Look, my point isn’t that Penny is a bad person. She’s decidedly not a bad person. She’s just not the right person to be my wife.

And I can only hope that I’m not a bad person. There’s certainly plenty of evidence that leads me to believe I’m not a bad person. But I’m clearly not the right person to be Penny’s husband.

She came to the conclusion that she didn’t want me as her husband long before I realized she would never be a good wife for me.

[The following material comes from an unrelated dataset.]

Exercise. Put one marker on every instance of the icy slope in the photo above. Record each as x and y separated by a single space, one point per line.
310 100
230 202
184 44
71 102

And yet here we are, with me being the one who has to make the divorce happen.

It’s difficult to push things forward and keep things civil (thank you, Mandy, for making the distinction) when any time you advise your wife, she takes it as a personal attack.

We have been business partners for a while. If she wants something done a given way, she’ll say so. If she doesn’t like the way something is going, she’ll point it out. She’s not overbearing about it. “Could you please clean up the printing station?” Or, “[Employee] has been [performing annoying habit] again. We need to find a way to get him to stop that.” Fair enough.

But when I would make any similar observations or requests, it has traditionally been met with defensiveness or outright hostility. Sometimes, the response would be why she was too busy, too distracted, too something to have gotten to it — expressed in a tone of voice that said, “Don’t hassle me, okay, I’m having enough of a hard time as it is and I’m barely getting through the day.” More often, anything I said would be taken personally. If I made suggestions on how we might improve the layout of our website, or that a given customer reacts better to phone calls than to e-mail, she made it clear I thought she was terrible at whatever it was she was doing and that I obviously had no regard for her at all.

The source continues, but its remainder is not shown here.